Many of Orion’s free-floating planetary objects spied by JWST are close enough together that they are likely orbiting each other in wide binary systems. In fact, the researchers who discovered these things call them Jupiter-Mass Binary Objects (JuMBOs). How they arose is difficult to understand. We know that such planetary objects form around stars. And we also know that in the chaotic early days of a planetary system, close encounters between worlds can eject one or more of them, dooming the outcasts to wander through space like interstellar nomads. Although many such rogue planets have been discovered, it’s not at all clear how they could form a binary system.

Yet 40 of the planetary-mass objects seen in the images—nearly 10 percent of them—are in binaries.

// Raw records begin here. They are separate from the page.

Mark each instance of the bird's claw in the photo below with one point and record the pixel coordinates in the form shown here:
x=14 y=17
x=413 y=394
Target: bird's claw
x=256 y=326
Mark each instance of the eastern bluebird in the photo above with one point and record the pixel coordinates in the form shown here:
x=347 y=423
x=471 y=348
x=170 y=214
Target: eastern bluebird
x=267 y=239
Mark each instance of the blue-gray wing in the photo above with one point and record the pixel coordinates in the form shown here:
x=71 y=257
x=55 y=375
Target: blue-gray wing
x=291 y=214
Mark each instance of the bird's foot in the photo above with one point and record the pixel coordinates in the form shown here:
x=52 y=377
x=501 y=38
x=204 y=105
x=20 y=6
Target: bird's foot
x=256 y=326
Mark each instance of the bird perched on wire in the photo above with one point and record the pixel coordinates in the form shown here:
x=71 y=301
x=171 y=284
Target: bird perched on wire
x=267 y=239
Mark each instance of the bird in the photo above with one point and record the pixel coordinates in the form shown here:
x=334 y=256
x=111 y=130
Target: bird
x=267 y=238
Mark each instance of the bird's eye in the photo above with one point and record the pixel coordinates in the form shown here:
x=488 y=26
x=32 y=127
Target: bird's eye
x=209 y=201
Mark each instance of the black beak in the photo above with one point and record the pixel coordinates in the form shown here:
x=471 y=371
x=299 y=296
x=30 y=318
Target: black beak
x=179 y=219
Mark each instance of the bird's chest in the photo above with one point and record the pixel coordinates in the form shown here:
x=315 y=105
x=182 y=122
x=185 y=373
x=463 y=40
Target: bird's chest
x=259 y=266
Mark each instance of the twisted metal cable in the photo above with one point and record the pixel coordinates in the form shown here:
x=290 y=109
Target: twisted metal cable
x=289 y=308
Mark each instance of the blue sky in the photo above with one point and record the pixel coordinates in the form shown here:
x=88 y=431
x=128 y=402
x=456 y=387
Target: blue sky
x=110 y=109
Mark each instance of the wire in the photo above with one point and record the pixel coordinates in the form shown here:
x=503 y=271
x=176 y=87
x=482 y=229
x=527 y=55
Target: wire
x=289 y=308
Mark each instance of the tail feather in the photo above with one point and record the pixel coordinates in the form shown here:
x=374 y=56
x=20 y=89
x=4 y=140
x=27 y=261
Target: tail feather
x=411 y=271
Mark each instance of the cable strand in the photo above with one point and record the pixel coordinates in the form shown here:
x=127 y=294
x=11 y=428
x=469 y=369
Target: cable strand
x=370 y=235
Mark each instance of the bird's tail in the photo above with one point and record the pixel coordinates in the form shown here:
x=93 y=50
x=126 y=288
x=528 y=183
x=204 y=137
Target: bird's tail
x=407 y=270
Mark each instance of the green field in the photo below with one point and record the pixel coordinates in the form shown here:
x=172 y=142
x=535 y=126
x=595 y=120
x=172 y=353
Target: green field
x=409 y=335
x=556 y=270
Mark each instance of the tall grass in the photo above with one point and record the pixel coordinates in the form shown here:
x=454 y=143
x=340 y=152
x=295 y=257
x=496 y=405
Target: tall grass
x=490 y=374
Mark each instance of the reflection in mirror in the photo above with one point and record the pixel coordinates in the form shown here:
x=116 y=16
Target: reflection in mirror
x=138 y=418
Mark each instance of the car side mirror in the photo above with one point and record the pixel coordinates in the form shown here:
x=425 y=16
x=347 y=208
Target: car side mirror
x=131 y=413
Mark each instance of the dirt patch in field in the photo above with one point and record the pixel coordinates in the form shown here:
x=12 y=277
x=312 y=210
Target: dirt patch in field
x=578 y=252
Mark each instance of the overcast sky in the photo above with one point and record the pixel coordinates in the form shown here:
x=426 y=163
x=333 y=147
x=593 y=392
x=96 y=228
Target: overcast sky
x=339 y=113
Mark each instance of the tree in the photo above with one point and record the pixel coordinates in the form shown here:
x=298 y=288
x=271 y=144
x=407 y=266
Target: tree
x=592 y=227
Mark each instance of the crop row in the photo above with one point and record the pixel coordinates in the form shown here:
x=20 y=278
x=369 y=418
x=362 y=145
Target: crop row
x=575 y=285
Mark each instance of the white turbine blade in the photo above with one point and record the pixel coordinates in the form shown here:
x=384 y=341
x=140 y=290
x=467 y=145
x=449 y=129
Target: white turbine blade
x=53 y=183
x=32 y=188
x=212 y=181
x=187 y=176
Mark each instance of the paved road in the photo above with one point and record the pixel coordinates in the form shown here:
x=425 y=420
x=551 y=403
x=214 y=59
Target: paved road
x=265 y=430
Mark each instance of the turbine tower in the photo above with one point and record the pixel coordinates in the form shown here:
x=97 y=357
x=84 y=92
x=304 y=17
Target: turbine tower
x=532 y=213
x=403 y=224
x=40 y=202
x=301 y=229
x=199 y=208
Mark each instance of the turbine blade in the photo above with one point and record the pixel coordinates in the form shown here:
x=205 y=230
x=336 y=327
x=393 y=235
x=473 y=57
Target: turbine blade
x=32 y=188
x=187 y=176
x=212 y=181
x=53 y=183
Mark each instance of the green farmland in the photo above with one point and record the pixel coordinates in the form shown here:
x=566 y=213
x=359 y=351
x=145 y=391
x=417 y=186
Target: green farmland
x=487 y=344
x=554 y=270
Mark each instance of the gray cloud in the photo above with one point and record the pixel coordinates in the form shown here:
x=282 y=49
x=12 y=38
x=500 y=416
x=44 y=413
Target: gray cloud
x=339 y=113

It’s possible they were born like stars, arising directly from the gas in the Orion nebula, but that would be weird, too. Although binary stars are common, there are far more of these JuMBOs seen than expected, given previous observations of how planetary-mass objects form. Is there some new mechanism that kicks in at low masses that promotes Jupiter-class objects popping up in wide binary systems?

Astronomers don’t know—yet. Further observations could help clear this up.

Not knowing the answer is a little frustrating, but who doesn’t love a mystery—especially one of such cosmic proportions? And it’s a great reminder that the sky is full of such puzzles, even among the most well-studied and lovely objects we know.

If you find yourself out on a clear night this winter, hunt out Orion and take a look at that middle “star” of the three below the constellation’s belt. Just because you can see it doesn’t mean you can see it. There’s still a lot left to uncover there.